We have 21 spiral and seven opposed jet mills installed, together with a number of rigid and flexible glove-box isolators, according to the product’s containment requirements. Any product is classified before processing and a suitable containment system to be used is determined. Installations for micronizing products with an OEL of <1mcg/m³ are currently available.
We offer jet mills of different sizes, where we can process from milligrams batches up to tons of an API. We have dedicated facilities for steroids and a high barrier containment system for handling cytotoxic compounds.
We are able to perform micronization in cryogenic conditions (liquid nitrogen), which can be applied to certain APIs for stability reasons or for managing the solid state during particle size reduction.
Quality assured contract micronization services
Quality is an integral part of our activities and significant resources are devoted to it. The quality system in place ensures that every process is under control, in terms of people training, documentation, equipment qualification, process validation and cleaning.
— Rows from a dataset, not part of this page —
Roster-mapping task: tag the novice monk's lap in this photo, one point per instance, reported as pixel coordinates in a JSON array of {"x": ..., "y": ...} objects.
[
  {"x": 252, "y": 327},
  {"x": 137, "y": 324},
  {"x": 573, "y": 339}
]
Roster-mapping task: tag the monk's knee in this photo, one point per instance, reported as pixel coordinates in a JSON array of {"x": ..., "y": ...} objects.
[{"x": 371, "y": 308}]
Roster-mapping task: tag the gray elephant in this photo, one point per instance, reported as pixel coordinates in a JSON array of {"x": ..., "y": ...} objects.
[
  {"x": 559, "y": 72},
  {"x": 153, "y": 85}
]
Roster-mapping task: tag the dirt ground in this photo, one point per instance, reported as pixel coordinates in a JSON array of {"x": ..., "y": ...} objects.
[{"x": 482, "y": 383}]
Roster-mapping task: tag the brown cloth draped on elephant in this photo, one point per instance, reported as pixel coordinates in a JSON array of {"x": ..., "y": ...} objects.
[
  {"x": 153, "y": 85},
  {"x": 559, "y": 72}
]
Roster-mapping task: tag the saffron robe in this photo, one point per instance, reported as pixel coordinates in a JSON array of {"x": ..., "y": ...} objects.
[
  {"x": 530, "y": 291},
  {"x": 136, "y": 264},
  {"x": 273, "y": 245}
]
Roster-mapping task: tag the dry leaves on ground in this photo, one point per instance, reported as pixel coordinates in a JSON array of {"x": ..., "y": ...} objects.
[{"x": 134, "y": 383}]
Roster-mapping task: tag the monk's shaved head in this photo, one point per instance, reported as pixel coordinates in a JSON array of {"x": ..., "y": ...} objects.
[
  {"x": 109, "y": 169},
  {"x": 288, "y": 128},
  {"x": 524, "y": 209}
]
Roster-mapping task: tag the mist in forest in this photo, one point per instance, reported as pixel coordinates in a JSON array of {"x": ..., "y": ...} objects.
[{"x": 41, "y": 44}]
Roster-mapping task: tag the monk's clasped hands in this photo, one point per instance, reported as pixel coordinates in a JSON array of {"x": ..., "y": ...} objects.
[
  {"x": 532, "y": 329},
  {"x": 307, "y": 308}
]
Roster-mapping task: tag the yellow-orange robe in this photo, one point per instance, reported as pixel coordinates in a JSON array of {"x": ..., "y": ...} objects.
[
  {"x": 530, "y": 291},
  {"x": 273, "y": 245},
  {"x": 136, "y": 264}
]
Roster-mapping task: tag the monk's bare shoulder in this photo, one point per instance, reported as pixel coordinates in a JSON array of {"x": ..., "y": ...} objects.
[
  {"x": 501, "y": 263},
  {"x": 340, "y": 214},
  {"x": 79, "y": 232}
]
We think that the favorable results of the inspections by the pharmaceutical authorities (FDA, Swiss-Medic) can be considered a good sign of our quality compliance. As a contract service company, we are weekly exposed to audits by our customers, so that our quality system is continuously under examination.
Particle size analysis and materials characterization
Facilities are available at both sites for monitoring particle size reduction. For this purpose, QC labs are equipped with a range of analytical techniques, mainly based on laser diffraction (wet and dry methods). Additional valuable information on the physical properties of a product can be provided.
Our QC team has knowledge and experience to develop and validate analytical methods according to the standard quality procedures, which include analytical transfer studies based on customers’ requests.
Containment systems for contract micronization
We have a consolidated engineering expertise in developing containment systems, which are used in our cGMP contract micronization facilities or manufactured on request of customers for containment purposes (not only for micronization). In this area, we have developed our own engineering solutions for the containment of highly actives during the micronization process and for flexible containment in powder transferring.
SMEPAC test procedure is regularly applied to verify the containment level.
Sterile micronization of APIs
We have gained experience in the design and manufacture of containment systems for sterile micronization of APIs and for aseptic handling of sterile material. We offer our capability to micronize active pharmaceutical ingredients, maintaining the sterile chain.
Nanoparticles production unit
To get a particle size below 1µm, we offer a nanoparticles production unit, based on the super critical fluid (SCF) technology. After a feasibility study at laboratory scale, a fully cGMP plant is available for running atomization by SCF precipitation. Because of its high barrier isolation, the plant is suitable for HAPI handling and also for sterile processing.
Jet mills and isolators
In our independent engineering building, we manufacture spiral / opposed jet mills and rigid / flexible containment systems which are designed for internal use or tailor-made for our customers and sold worldwide.
The design and manufacture of our equipment is ISO 9000 certified and our engineering team (20 people) includes experts for equipment qualification and for the FAT / SAT activities.
More than 300 installations have been marketed so far in the world.
Particle size design and preformulation studies
We offer our expertise in particle size design to assist our customers in solid state characterization of a product during the pharmaceutical development phase or in the process optimization.
We are often involved by customers in the micronization of trial batches of NCEs, where particle size and the process are to be defined, taking into account the biopharmaceutical profile of the API.
New approaches to micronization are being studied (e.g. co-micronization), in relation to specific preformulation projects.
Established in 1970 as an engineering company manufacturing and selling jet mills, we expanded our competences in pharmaceutical contract micronization service. We are the leader in Europe for our micronization capacity (over 1,000t/year) and are unique in offering a synergic activity between our micronization service and our engineering department, taking advantage of their interaction and exchange of knowledge.